Personal information
- Full name: Ian James Hampshire
- Nickname(s): Bluey
- Date of birth: 9 May 1948
- Date of death: 2 September 2018 (aged 70)
- Original team(s): Portland
- Height: 196 cm (6 ft 5 in)
- Weight: 104 kg (229 lb)

Playing career^{1}
- Years: Club / Games (Goals)
- 1968–1975: Geelong / 113 0(22)
- 1976–1982: Footscray / 111 0(73)
- Total:  / 224 (95)

Coaching career
- Years: Club / Games (W–L–D)
- 1982–1983: Footscray / 33 (12–21–0)
- ^{1} Playing statistics correct to the end of 1982.

= Ian Hampshire =

Australian rules footballer and coach

Ian James "Bluey" Hampshire (9 May 1948 – 2 September 2018) was an Australian rules footballer who played for Geelong and Footscray.
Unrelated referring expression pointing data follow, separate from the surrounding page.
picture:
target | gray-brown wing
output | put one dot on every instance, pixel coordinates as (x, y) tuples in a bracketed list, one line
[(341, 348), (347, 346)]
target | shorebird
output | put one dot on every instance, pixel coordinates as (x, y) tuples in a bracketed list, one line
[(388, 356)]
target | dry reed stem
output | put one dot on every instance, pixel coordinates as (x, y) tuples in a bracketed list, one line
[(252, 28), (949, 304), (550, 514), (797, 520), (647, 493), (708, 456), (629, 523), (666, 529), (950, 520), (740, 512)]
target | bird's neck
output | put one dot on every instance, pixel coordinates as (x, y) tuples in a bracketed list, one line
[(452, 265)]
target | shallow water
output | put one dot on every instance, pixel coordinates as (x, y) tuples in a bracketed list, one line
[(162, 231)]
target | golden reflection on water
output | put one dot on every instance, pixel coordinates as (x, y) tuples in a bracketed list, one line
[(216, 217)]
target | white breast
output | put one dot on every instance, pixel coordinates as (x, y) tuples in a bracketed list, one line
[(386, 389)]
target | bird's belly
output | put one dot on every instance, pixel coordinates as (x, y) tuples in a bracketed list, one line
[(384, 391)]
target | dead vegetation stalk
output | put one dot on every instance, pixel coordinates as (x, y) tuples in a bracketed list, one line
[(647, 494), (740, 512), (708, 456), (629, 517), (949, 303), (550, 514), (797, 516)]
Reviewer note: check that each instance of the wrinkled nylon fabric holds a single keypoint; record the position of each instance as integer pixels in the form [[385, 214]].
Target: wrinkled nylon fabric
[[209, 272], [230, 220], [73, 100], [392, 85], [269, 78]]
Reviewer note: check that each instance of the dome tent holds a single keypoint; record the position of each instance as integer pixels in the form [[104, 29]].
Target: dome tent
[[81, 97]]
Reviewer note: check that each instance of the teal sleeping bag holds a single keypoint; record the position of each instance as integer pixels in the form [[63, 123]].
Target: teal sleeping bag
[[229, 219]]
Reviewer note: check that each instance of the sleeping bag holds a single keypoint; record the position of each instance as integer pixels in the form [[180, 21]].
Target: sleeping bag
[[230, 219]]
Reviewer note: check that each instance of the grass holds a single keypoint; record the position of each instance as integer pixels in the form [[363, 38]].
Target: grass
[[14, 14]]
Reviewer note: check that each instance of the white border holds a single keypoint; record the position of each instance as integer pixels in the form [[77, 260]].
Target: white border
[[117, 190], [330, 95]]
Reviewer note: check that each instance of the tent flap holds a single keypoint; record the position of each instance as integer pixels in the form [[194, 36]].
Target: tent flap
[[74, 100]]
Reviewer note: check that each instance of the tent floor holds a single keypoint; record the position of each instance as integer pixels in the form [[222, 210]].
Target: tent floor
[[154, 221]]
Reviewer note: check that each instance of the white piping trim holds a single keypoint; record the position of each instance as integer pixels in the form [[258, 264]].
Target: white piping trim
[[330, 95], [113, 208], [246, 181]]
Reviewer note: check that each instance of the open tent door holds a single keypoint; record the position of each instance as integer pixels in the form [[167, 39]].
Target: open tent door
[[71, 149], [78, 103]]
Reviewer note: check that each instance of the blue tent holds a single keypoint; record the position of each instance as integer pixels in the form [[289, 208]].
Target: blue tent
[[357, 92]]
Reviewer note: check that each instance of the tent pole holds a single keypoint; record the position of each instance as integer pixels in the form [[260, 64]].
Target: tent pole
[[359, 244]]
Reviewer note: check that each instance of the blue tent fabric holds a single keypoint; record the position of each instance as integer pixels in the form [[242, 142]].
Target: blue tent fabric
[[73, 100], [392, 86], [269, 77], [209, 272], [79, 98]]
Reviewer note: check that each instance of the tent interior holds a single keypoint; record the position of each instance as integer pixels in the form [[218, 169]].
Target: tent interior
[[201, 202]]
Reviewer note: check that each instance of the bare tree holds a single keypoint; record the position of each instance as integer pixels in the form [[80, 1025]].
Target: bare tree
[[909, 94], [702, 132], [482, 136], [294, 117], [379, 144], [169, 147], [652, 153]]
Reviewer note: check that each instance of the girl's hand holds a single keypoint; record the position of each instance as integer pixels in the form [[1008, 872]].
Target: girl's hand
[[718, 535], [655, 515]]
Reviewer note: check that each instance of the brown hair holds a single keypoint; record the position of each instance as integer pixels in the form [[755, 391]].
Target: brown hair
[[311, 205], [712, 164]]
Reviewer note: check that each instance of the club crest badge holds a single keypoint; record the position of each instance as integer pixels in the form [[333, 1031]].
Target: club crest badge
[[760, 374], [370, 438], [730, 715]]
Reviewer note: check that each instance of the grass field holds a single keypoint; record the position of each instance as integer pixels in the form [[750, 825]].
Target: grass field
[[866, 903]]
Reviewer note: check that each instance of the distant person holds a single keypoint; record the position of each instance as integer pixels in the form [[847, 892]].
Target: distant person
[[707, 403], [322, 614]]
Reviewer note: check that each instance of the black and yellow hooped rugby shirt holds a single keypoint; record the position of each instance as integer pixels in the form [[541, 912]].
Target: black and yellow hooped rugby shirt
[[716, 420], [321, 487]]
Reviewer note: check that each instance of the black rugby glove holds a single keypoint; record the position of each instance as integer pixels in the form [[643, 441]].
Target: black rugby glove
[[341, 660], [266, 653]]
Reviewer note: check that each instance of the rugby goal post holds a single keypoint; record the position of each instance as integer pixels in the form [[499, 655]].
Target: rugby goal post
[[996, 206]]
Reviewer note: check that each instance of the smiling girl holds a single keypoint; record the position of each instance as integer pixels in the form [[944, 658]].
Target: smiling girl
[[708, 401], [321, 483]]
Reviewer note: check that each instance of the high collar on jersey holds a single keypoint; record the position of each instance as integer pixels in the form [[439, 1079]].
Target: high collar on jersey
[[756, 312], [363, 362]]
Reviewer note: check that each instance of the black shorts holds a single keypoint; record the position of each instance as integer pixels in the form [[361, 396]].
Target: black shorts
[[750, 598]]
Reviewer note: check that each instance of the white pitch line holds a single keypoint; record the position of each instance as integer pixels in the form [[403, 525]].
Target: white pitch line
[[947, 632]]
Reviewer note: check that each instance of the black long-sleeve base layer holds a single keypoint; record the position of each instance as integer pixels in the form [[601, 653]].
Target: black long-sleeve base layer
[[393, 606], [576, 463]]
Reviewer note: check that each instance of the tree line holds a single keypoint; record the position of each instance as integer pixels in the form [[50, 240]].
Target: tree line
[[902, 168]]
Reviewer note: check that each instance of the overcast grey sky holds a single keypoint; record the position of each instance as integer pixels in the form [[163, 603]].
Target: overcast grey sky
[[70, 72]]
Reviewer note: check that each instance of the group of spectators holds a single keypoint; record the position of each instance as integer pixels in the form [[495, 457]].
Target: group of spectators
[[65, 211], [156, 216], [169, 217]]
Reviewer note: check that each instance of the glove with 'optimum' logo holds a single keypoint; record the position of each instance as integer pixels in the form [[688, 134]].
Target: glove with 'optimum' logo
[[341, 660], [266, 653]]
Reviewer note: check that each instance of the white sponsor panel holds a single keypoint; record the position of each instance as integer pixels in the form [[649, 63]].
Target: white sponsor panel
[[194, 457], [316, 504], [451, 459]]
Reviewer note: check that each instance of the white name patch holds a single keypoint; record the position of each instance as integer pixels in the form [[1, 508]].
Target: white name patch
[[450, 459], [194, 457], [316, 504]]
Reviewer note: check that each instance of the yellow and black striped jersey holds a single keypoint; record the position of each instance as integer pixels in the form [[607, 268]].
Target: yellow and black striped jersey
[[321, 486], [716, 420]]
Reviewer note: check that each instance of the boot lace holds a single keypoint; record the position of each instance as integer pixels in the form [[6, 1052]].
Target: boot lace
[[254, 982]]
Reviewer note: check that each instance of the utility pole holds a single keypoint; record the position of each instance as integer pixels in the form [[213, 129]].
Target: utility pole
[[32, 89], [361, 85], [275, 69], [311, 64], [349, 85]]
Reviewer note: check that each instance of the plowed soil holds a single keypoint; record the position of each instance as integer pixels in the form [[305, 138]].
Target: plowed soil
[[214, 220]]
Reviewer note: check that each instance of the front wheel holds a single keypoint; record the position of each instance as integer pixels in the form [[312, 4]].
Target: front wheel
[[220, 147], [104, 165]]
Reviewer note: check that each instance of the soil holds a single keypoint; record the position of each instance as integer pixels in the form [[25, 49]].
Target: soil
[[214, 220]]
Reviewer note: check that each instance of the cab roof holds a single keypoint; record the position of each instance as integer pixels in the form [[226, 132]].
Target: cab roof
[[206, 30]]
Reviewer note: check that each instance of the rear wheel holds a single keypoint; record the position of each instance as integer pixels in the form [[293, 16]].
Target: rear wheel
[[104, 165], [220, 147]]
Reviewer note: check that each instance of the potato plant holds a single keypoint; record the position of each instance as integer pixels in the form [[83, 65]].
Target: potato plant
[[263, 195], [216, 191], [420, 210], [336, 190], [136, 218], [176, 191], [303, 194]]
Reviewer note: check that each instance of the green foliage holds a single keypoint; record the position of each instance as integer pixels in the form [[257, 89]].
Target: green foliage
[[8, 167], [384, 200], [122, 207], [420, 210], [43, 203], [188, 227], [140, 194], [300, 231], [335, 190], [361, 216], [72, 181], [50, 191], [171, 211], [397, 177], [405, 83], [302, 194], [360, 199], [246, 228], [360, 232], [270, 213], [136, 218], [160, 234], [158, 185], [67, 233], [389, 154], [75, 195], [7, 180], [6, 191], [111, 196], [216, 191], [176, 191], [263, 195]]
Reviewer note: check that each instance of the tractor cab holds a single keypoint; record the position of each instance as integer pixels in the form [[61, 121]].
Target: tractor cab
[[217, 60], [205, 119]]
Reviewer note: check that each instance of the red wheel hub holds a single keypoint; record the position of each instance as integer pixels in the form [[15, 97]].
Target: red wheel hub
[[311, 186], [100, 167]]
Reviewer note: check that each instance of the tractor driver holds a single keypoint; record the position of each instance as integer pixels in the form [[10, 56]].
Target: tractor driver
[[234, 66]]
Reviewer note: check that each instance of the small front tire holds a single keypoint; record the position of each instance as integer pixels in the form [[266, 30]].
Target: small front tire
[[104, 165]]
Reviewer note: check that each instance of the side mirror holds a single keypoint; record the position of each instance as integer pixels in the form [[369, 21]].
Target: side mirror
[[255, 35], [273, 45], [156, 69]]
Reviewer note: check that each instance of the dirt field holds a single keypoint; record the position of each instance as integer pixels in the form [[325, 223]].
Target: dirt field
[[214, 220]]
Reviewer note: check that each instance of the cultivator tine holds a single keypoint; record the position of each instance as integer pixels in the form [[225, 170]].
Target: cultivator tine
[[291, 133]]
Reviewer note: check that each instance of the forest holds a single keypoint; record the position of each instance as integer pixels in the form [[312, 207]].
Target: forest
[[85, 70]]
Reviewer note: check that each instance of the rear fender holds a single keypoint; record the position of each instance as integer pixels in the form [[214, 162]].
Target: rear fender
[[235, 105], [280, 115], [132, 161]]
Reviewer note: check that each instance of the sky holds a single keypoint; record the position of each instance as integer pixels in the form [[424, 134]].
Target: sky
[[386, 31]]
He played as a ruckman.

Recruited from Portland to Geelong, Hampshire made his VFL debut in 1968 and played with the club for eight seasons. He moved to Footscray in 1976 where he acted as a secondary ruckman to Gary Dempsey. Dempsey left the club three seasons later and Hampshire became Footscray's first choice in the ruck, finishing second in the club's best and fairest. In 1981 he was selected to represent Victoria.

In round 20, 1981, against Fitzroy (Hampshire's 100th game for Footscray and 13 weeks after his 200th career game) he became the first VFL/AFL player to play 100 games at two clubs.

Hampshire represented Victoria on one occasion, against Tasmania at North Hobart Oval on 4 July 1981 (Vic 31.20.206 def Tas 16.12.108).

During the 1982 VFL season, Footscray coach Royce Hart left the club and Hampshire was given the role of coach. He retired as a player and coached the club until the end of the following season when they finished 7th. He maintained his plumbing business in Geelong while playing and coaching at Footscray.

He and his wife Jan had a son and a daughter. He suffered severe strokes in 2006 and 2014 that affected his mobility.